Last night we had another speaker session open to the public where Manfred Max-Neef, Per Carsted, and Karlhenrik Robert (three of the big-wigs) spoke and answered questions in a round-table fashion. From talking with the audience and listening to their questions, it was easy to see that the task is not convincing them that there is a problem, but rather helping them to understand what they can do. Each one of them was there because they know that we are in trouble. The most asked question was "what can I do?". Then, this morning in class, when talking about the role of business in sustainability, there was so much anxiety and despair among the class about how we can convince the leaders of business to open their eyes and understand .

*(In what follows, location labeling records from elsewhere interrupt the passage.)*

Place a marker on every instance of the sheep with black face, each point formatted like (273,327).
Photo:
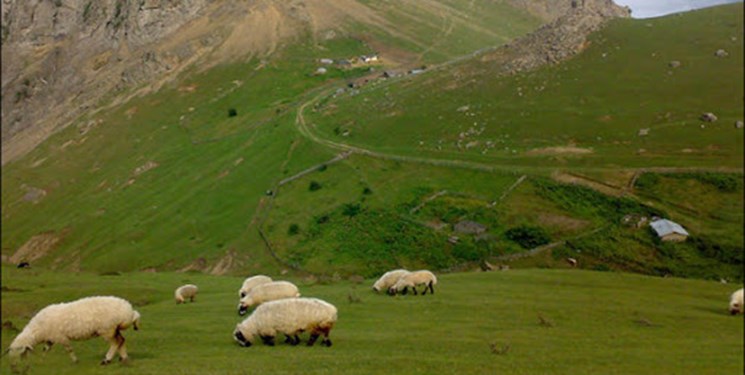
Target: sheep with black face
(290,317)
(79,320)
(267,292)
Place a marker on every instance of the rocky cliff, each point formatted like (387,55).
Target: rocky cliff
(62,58)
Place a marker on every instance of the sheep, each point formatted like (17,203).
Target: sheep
(267,292)
(252,282)
(289,317)
(388,279)
(412,280)
(736,303)
(185,291)
(79,320)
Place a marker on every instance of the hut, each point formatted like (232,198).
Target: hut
(669,230)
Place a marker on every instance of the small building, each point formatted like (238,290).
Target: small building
(369,58)
(469,227)
(669,230)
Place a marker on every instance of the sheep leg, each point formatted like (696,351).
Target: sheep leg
(113,347)
(68,347)
(268,340)
(313,337)
(326,341)
(122,347)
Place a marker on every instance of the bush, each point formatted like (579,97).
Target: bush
(528,237)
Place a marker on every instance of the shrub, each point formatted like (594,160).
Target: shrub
(528,236)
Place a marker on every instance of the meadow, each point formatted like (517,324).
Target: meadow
(516,321)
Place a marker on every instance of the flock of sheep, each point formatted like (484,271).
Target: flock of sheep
(280,310)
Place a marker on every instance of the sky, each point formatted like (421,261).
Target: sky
(656,8)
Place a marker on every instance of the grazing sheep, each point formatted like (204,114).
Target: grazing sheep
(252,282)
(186,291)
(413,280)
(79,320)
(267,292)
(388,280)
(735,303)
(290,317)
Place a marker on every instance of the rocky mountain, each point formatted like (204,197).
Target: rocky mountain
(62,58)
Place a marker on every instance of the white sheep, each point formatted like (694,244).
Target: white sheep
(736,303)
(267,292)
(289,317)
(412,280)
(388,279)
(185,291)
(79,320)
(252,282)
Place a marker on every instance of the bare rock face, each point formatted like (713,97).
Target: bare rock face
(63,55)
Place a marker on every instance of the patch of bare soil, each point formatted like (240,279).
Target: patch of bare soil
(199,264)
(560,150)
(36,247)
(569,178)
(225,264)
(565,223)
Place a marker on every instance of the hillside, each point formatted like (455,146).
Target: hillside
(215,173)
(516,322)
(73,56)
(177,179)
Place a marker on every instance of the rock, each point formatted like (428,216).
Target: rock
(708,117)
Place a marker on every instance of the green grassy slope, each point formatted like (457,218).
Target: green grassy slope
(597,101)
(170,180)
(544,321)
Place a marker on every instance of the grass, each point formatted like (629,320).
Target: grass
(597,101)
(551,321)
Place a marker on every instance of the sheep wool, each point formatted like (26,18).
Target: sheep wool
(388,279)
(79,320)
(736,303)
(412,280)
(267,292)
(289,317)
(252,282)
(184,292)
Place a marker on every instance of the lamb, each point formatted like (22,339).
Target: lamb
(413,280)
(252,282)
(289,317)
(388,279)
(267,292)
(79,320)
(186,291)
(736,303)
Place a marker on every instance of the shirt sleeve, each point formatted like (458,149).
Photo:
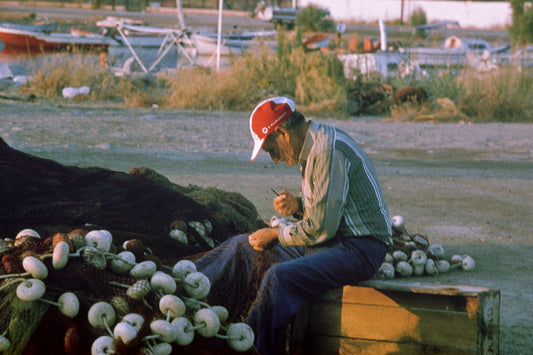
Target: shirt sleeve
(324,188)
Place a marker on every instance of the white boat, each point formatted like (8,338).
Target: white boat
(452,53)
(234,43)
(32,39)
(137,38)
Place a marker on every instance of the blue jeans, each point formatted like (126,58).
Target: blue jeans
(294,276)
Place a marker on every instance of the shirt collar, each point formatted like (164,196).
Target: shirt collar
(308,143)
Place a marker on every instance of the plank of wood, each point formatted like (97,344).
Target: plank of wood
(325,345)
(395,324)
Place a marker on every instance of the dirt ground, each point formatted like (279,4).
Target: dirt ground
(466,186)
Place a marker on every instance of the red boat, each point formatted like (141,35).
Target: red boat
(36,39)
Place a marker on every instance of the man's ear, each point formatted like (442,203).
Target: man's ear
(282,132)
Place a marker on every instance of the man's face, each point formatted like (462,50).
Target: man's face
(277,144)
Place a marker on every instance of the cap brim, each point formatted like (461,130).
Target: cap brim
(257,148)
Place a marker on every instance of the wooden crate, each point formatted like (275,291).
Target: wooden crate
(397,317)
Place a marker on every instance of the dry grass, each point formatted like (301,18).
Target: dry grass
(505,95)
(315,80)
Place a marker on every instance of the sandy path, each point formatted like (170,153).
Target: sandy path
(469,187)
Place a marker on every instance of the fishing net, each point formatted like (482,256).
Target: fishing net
(36,327)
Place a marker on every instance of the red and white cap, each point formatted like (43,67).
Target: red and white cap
(266,117)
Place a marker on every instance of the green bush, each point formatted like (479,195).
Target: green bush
(521,30)
(418,17)
(314,19)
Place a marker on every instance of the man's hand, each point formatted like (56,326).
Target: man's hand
(286,204)
(263,239)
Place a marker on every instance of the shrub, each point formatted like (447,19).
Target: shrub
(314,19)
(521,30)
(418,17)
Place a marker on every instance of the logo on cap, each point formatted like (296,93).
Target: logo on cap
(266,117)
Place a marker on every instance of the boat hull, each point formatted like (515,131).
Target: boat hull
(16,41)
(206,44)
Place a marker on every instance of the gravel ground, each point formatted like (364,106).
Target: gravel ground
(466,186)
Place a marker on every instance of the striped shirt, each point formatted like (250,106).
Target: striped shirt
(341,193)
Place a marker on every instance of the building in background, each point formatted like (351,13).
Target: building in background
(476,14)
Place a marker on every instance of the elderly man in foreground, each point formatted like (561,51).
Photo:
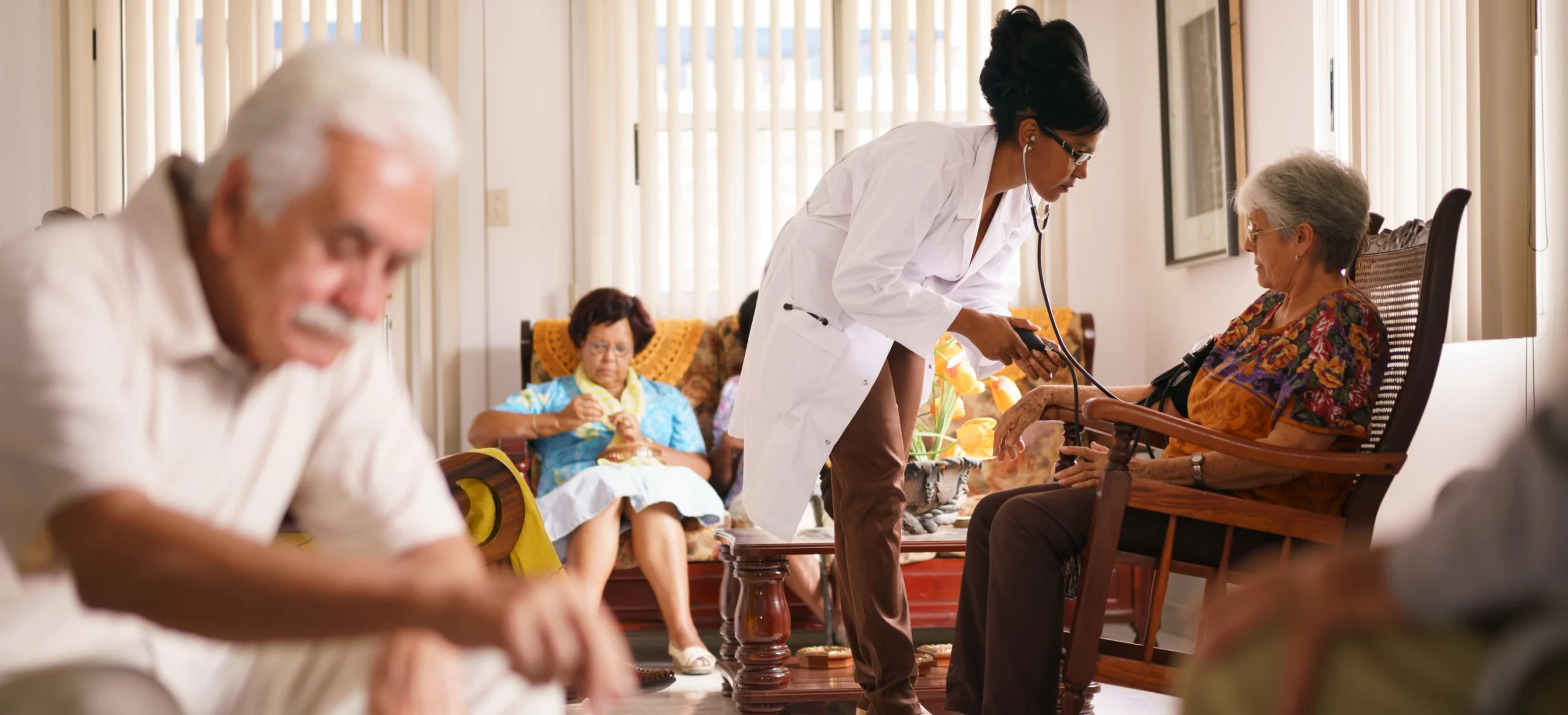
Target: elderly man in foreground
(178,377)
(1470,615)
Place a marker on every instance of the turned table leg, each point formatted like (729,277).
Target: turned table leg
(761,626)
(728,596)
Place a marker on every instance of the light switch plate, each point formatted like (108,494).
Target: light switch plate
(496,212)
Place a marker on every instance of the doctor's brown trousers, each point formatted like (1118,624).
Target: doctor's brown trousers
(867,501)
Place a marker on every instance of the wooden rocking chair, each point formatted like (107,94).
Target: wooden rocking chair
(1407,273)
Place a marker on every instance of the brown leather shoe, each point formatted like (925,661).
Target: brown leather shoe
(648,681)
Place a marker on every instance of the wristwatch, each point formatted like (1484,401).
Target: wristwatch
(1197,470)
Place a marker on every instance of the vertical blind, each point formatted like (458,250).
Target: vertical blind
(712,119)
(154,77)
(1443,102)
(146,79)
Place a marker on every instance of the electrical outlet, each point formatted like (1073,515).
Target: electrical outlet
(496,212)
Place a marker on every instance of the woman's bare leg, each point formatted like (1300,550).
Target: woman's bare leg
(659,545)
(592,548)
(805,581)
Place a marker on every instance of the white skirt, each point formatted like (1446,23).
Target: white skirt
(595,488)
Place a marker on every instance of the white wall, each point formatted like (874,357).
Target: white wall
(524,267)
(27,116)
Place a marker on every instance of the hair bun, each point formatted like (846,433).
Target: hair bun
(1040,69)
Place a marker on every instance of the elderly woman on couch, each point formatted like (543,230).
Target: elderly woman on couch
(1298,367)
(618,452)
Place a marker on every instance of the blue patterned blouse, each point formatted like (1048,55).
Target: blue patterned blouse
(668,419)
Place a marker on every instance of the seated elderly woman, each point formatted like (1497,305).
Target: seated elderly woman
(618,452)
(1298,367)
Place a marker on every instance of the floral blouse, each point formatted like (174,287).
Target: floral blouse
(667,419)
(1319,373)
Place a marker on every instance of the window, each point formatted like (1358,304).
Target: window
(1443,101)
(154,77)
(709,123)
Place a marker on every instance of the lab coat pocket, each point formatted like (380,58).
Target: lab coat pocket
(800,355)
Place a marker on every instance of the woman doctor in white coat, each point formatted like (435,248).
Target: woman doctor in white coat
(907,238)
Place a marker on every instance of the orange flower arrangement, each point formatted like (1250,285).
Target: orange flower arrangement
(938,433)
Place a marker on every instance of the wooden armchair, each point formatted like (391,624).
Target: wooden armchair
(1407,273)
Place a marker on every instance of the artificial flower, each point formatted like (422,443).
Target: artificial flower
(962,375)
(1004,392)
(978,438)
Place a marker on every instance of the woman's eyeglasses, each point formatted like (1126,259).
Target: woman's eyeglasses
(603,347)
(1253,234)
(1078,157)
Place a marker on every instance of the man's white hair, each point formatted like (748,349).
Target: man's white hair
(281,129)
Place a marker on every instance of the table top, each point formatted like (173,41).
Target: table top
(760,543)
(827,684)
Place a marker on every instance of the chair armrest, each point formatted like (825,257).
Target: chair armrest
(1065,414)
(508,501)
(1242,513)
(1247,449)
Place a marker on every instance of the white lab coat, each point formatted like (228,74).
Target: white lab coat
(882,250)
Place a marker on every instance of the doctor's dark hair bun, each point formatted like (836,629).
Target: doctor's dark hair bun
(1040,69)
(609,306)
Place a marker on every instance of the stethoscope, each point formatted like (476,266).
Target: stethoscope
(1040,273)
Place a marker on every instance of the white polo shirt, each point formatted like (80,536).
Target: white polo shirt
(112,375)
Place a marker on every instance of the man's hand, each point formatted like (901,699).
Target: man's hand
(581,411)
(549,632)
(1317,601)
(418,673)
(996,337)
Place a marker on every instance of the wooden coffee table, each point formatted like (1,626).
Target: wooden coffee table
(760,672)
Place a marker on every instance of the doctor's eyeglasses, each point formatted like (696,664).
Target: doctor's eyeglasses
(1078,157)
(603,347)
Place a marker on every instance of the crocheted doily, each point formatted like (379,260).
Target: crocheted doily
(667,356)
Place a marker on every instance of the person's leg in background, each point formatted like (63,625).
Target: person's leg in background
(1420,672)
(967,670)
(867,495)
(85,691)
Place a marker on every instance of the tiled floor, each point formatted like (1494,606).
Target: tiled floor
(700,695)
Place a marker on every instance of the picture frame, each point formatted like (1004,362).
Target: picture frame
(1203,126)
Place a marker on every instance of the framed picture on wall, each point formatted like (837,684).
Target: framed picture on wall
(1205,138)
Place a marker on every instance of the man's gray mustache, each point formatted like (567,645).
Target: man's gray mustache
(333,322)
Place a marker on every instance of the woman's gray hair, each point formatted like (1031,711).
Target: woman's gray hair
(281,129)
(1313,189)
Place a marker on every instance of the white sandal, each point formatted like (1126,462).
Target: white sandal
(695,661)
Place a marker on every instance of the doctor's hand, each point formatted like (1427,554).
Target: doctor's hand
(996,337)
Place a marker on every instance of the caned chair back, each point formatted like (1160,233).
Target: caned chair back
(1409,273)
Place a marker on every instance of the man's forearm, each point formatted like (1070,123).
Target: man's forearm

I think we tend to have a dream in which one person convinces five, and those five in turn convince five others, and so on and so forth, until the entire world realizes shares the sense of urgency. In our own urgency we miss the fact that while they may be able to create a sense of urgency in a few, this urgency comes with a need for help in making sense of this new-found awareness. By then of course, the prophet is already off trying to convert new disciples, and eventually the earlier converts pack that sense of urgency away under unanswered questions, returning to life as normal.
But what if we remove barriers to understanding and wait for people to come to the realization on their own (as so many already have!). What if we are there, offering to help them and coach them, provide vision, make sure that they have what they need to deepen their own understanding (as so many long for!). These people can then remove barriers for others who are slowly coming to the same conclusion, because they understand, they can coach, they can lead . The growth may take longer, because understanding takes time, but would it not be much more powerful to have a small but growing number of people who accept, know, and live the change than a large number of people who have an incomplete understanding, and do not know how to apply it to their lives? Who has more influence? One person in the lowest position of a company with a firm vision and moving strategically toward it with regards to their own life, or the executive who kind-of-understands, but has no motivation to act on that understanding.
Last night Max-Neef told a story in response to the question "But what can I do?" It was a story that he came up with while on the campaign trail for president of Chile. He was an independent candidate, he had no money, he didn't even want to be the president, he simply wanted to put the taboo issues on the table. He received 7% of the vote. At one stop, one of his supporters, overwhelmed by the odds, asked him "But what can we do compared to such a great power and momentum?" His answer was:
Imagine you are in a field. In front of you is a mad rhino getting ready to charge. The most stupid thing you can do is to think that you are a rhino too. But what can defeat a rhino? The answer is the mosquito cloud, The mosquito cloud is more powerful than the rhinoceros. It has no leader, so it can not be beheaded. It sticks together. It grows and grows, buzzes and buzzes, driving the rhino mad.
Now my question is twofold: How can we be mosquitos? How can we remove the nets that block others who want to be mosquitos as well?
Professor Cameron, I think you’re on to something. And, add my buzz to the amplifying cloud, will you?